Advertisement

Home away from home? Dodgers fans outnumber Rays fans at World Series

Share via

If it sounds like Dodger Stadium on your television set, it’s not just because the Dodgers, as the home team in the first two games of the World Series, get to control the soundtrack and display their videos on the stadium boards. It’s because Dodger fans have taken over Arlington, Texas.

Data compiled by Vivid Seats showed that supporters of the Dodgers outnumbered Rays fans two-to-one at Tuesday’s game. That seemed especially apparent when Kevin Kiermaier slugged a resonating solo home run off Clayton Kershaw in the fifth inning to halve the Dodgers’ lead in the team’s eventual victory, but received a tepid reception from the stands.

“Dodger fans travel so well,” Kershaw remarked after the game. “They’re everywhere, they always come out. And so, for as much as a home game as we would have liked it to have been, to be at Dodger Stadium and have the 56,000 chanting. After everything that’s gone on this season to have 10-11,000 people in the stands and a good bit of them be Dodger fans is pretty cool, and it definitely helps us to have that type of support.”

Advertisement

The Dodgers lost to the Tampa Bay Rays 6-4 in Game 2 of the World Series on Wednesday at Globe Life Field in Arlington, Texas.

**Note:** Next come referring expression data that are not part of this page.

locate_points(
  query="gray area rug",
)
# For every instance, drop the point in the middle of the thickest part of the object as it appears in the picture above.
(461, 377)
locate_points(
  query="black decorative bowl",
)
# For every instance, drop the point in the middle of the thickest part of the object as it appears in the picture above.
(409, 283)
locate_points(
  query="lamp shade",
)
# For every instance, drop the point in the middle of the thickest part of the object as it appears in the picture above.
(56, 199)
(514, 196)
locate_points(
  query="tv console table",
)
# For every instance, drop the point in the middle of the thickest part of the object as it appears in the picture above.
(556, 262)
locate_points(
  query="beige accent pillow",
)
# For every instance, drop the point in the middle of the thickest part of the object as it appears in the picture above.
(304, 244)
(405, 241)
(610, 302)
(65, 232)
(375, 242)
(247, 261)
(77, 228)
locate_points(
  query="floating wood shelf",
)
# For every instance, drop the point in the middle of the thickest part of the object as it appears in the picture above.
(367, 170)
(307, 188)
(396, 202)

The series is tied 1-1.

The crowd was expected to skew even more heavily toward the Dodgers in Game 2. Roughly two-thirds of those who bought tickets noted an affinity for the Dodgers, per information gathered by the Vivid Seats ticket marketplace.

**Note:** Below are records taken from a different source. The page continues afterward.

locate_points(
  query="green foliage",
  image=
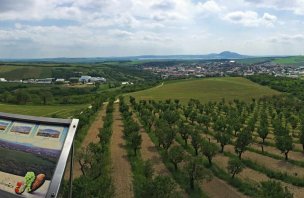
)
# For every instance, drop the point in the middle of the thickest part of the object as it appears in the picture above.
(284, 144)
(209, 150)
(160, 186)
(176, 155)
(209, 89)
(243, 140)
(269, 189)
(235, 166)
(196, 170)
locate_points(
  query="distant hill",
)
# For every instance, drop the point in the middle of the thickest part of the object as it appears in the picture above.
(212, 56)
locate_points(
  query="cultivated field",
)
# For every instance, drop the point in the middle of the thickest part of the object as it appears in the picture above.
(293, 60)
(62, 111)
(209, 89)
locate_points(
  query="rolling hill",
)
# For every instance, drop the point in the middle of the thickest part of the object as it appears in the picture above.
(209, 89)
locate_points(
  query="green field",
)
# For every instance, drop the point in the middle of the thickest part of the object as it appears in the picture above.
(293, 60)
(209, 89)
(62, 111)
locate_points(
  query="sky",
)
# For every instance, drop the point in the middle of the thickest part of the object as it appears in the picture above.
(103, 28)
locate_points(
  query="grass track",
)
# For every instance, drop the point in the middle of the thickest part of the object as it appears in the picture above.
(63, 111)
(208, 89)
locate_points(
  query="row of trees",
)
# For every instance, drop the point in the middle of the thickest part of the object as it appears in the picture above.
(94, 161)
(226, 122)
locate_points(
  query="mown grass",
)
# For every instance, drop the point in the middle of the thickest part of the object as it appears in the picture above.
(205, 90)
(62, 111)
(293, 60)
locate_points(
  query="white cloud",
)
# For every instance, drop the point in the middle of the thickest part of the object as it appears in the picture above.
(209, 6)
(295, 6)
(287, 38)
(250, 18)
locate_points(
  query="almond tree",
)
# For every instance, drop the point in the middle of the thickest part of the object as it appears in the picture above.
(176, 155)
(196, 171)
(243, 140)
(235, 166)
(209, 149)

At last year’s World Series, the home team accounted for at least 90% of the crowd, per Vivid Seat’s Fan Forecast. Crowds at typical neutral-site games are normally split evenly.

The more the Dodgers win, the more likely they are to attract their own fans to Globe Life Field, essentially giving the Dodgers the home-field advantage they miss.

Advertisement

California accounts for 35% of ticket sales for the series, Texas 25% and Florida 10%, according to Stubhub.

Because they spent their last two rounds in San Diego, the Rays didn’t play in front of fans for the first time until Tuesday night. Not even the pro-Dodger crowd could dampen the team’s excitement to play in front a few thousand people.

“It was fun just to hear real reactions from real people, whether it was good or bad, whether for or against us,” Rays infielder Joey Wendle said. “I thought it was kind of refreshing just to have fans in the stands.”